Basically, picture holding the car at 4500rpm, 30% throttle with say a 25% load, while watching one laptop monitoring the stock ECU for fuel trims and timing advance while the second laptop has the Emanage software open with all the maps out with a map trace going on along with the superflow dyno display outside the window with a/f being shown, oil temp, boost pressure, (And just about any variable we wish to monitor) etc

Now take that one sample rpm and load and multiply that into various points along the way. That really allows us to not focus on hitting a tree while we are trying to monitor these things on the street.

On the street, we pretty much log and then review afterwards to be sure all lines up accordingly.

The dyno we use is a Superflow unit housed in a location that has a 36,000cfm 3 foot diameter "wind pipe" that pretty much buffets the car like it's on the highway and will cool a 200* car down below the digital coolant display in a couple minutes if you shut the car off and leave it on.

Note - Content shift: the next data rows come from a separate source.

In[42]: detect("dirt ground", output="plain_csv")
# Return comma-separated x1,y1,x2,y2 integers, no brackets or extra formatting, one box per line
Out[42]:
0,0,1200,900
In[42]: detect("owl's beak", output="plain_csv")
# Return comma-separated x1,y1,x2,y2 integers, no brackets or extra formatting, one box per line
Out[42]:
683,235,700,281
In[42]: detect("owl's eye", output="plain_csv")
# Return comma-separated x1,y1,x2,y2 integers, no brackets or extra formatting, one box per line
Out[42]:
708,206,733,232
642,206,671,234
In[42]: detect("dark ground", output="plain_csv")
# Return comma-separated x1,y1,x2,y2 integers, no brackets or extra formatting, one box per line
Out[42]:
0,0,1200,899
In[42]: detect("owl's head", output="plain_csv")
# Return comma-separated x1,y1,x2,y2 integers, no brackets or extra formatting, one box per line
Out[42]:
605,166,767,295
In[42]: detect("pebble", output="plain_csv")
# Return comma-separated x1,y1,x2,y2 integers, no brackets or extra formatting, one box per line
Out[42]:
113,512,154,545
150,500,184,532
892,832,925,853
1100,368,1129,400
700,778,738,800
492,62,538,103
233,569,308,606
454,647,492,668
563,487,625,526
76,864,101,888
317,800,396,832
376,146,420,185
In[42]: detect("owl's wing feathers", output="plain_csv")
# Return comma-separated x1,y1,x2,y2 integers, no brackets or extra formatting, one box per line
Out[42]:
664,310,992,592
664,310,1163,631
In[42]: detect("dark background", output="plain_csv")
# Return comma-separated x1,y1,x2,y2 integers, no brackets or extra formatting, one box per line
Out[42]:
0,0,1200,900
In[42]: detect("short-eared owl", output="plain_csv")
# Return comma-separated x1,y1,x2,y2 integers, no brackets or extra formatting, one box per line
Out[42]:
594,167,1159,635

As the owner says "if it aint bolted down, it's out the door once that fan starts". LOL

As for comparison and correction factors - I'm very very suspect of correction factors as most are centered on naturally aspirated cars and can't take "created atmosphere" and all the variables that go along with it into account in a forced induction vehicle. I normally watch the correction factor and if it's anything outside of a .9 or 1.1 max, I use uncorrected numbers and report the conditions at the time of the test.

The correction factor I was talking about in this particular instance was the *calibration* of the dyno and not a correction. Basically it takes a real world twisting force or torque and then uses a reference arm to calibrate. I guess the best way *I* can explain it is like taking a bathroom scale and adjusting it minus 10lbs. It says you are lighter even though you know better but you can still diet and see that you lost 5 lbs - it would just be off relatively speaking from the true weight. That was the situation here. The dyno was and always is incredibly consistent from run to run.

Hope that explains things better.

Oh and for reference we use the Nology Laptop Dyno for street testing and have found it within 5hp of the dyno 99% of the time.